Classification predictive modelling is a supervised machine learning approach that can be used to identify the creditworthiness of borrowers. Binary classification where the classification has only two possible outcomes, for example either true or false, is the focus of this exercise. We examine two models for credit risk modelling:
- Model 1 - Logistic regression model with original data, and
- Model 2 - Logistic regression model with resampled training data.
To evaluate the performance of each model, we use metrics such as accuracy, precision and recall score.
A dataset of historical lending activity from a peer-to-peer lending services company is used for the modelling. This dataset has 77,526 records and contains the following variables:
- size of the loan
- loan interest rate
- borrower's income
- borrower's debt to income ratio
- number of loan accounts
- an indicator of derogatory marks
- total debt amount
- loan status
Variables are assumed to be independent of each other.
The below summarises the key steps followed in this machine learning exercise:
-
Preparing data - Separate the data into target and features. Target represents the outcome that we want the model to predict. Features are the variables used by the model to predict the target. In this exercise, "loan status" is the target and features are the remaining seven variables provided in the lending history. Loan status is marked with 0 or 1 where value of 0 means the loan is healthy and value of 1 means the loan has a high risk of defaulting.
-
Preprocessing data - The data is then split into training and testing sets. The training set is the set the model learns from. The testing set is used to check the accuracy of the model after training.
-
Selecting model - The objective of the model is to classify whether a loan is healthy or high-risk of defaulting. The output is categorical rather than numerical. We need a model that is suitable for categorical output. Given the required output, logistic regression model is selected.
-
Training the model - We pass the training set data to the logistic regression model to find patterns and make predictions using the testing data.
-
Evaluating the model - To evaluate the performance of the model, we focus on metrics such as accuracy score, precision rate and recall rate.
Out of the total 77526 loans, 2500 (or 3%) is categorised as high risk of defaulting. The disproportionate ratio of healthy and high-risk defaulting loans can make training efficient machine learning models difficult. Data resampling and ensemble learning are the common techniques used to handle this class imbalance. In this exercise, we focus on data resampling technique, specifically the over sampling technique.
Over sampling involves adding samples of the high-risk defaulting loans to the training set. We use the RandomOverSampler module from the imbalanced-learn library to resample the data, fit a second logistic model with the resampled training data and make prediction using the testing data.

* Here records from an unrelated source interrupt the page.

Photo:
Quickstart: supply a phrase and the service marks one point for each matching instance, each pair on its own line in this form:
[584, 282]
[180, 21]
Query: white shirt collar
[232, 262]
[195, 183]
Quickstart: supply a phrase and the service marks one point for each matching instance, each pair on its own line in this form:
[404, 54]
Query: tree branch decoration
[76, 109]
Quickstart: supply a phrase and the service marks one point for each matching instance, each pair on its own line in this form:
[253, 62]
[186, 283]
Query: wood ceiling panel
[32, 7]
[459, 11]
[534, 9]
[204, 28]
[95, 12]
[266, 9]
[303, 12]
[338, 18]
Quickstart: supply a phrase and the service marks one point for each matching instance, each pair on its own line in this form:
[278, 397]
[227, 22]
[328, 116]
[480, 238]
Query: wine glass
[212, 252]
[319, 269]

Model 1: Logistic regression model with original data
Model 1 has a balanced accuracy score of 95%. The model is able to predict healthy loan with 100% precision and 99% recall. The prediction on high-risk loan is moderately precise (85%) and with reasonably high recall (91%).

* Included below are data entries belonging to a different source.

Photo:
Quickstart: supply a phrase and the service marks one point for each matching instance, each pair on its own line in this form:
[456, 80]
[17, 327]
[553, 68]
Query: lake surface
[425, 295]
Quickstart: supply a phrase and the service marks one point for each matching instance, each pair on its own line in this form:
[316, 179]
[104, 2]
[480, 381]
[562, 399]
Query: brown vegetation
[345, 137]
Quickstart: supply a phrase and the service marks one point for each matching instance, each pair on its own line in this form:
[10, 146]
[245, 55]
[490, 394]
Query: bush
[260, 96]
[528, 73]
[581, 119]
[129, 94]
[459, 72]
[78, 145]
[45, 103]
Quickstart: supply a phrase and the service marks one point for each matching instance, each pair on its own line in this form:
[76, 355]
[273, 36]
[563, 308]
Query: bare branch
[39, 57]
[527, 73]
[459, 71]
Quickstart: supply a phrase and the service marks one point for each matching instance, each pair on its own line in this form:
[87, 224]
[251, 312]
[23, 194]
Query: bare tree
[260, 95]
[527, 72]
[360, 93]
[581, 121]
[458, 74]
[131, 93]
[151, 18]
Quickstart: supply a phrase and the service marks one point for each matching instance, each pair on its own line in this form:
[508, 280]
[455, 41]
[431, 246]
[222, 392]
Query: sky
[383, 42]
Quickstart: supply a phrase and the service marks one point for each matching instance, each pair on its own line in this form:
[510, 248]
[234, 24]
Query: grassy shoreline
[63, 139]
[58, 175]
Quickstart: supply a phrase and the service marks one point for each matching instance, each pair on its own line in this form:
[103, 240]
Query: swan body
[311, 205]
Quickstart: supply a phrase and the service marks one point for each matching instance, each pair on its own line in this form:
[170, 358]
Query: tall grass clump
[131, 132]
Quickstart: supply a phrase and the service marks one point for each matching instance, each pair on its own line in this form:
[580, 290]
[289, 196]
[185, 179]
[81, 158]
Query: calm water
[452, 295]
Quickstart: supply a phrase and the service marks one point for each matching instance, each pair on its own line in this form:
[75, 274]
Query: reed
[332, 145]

Model 2: Logistic regression model with resampled training data
Model 2 has a balanced accuracy score of 99%. Similar to Model 1, Model 2 is able to predict healthy loan with 100% precision and 99% recall. Model 2's prediction on high-risk loan is moderately precise (84% score) and has a slightly higher recall (99%) as compared to Model 1.

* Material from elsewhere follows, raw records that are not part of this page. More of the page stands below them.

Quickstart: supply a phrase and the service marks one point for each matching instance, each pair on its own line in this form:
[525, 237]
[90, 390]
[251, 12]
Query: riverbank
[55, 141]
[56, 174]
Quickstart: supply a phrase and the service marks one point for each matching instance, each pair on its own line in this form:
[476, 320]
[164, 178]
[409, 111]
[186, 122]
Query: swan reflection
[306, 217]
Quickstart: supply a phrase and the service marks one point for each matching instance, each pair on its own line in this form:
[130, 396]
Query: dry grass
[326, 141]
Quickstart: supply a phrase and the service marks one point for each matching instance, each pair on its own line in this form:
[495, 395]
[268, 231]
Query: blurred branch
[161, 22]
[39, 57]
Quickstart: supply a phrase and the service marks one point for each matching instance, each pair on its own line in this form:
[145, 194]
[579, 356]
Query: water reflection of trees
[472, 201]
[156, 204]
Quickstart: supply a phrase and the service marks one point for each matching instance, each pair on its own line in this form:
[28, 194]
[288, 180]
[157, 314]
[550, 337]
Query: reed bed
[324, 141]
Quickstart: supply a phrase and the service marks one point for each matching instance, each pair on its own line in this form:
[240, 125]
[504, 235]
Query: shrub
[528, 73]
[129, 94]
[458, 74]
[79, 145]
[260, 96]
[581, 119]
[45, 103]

In the context of lending services, it is critical to minimise the exposure to high-risk defaulting loan. A model that minimising false healthy loan is preferred. Model 2 - Logistic regression model with resampled data is recommended given
- Model 2 has higher accuracy score 99% compared to Model 1 (95%),
- Model 2 predicts healthy loan equally well as Model 1 (i.e. similar precision and recall), and
- Model 2 predicts high-risk defaulting loan with similar precision as model 1 but higher recall than model 1. This means Model 2 is likely to minimise false healthy loan prediction better than Model 1.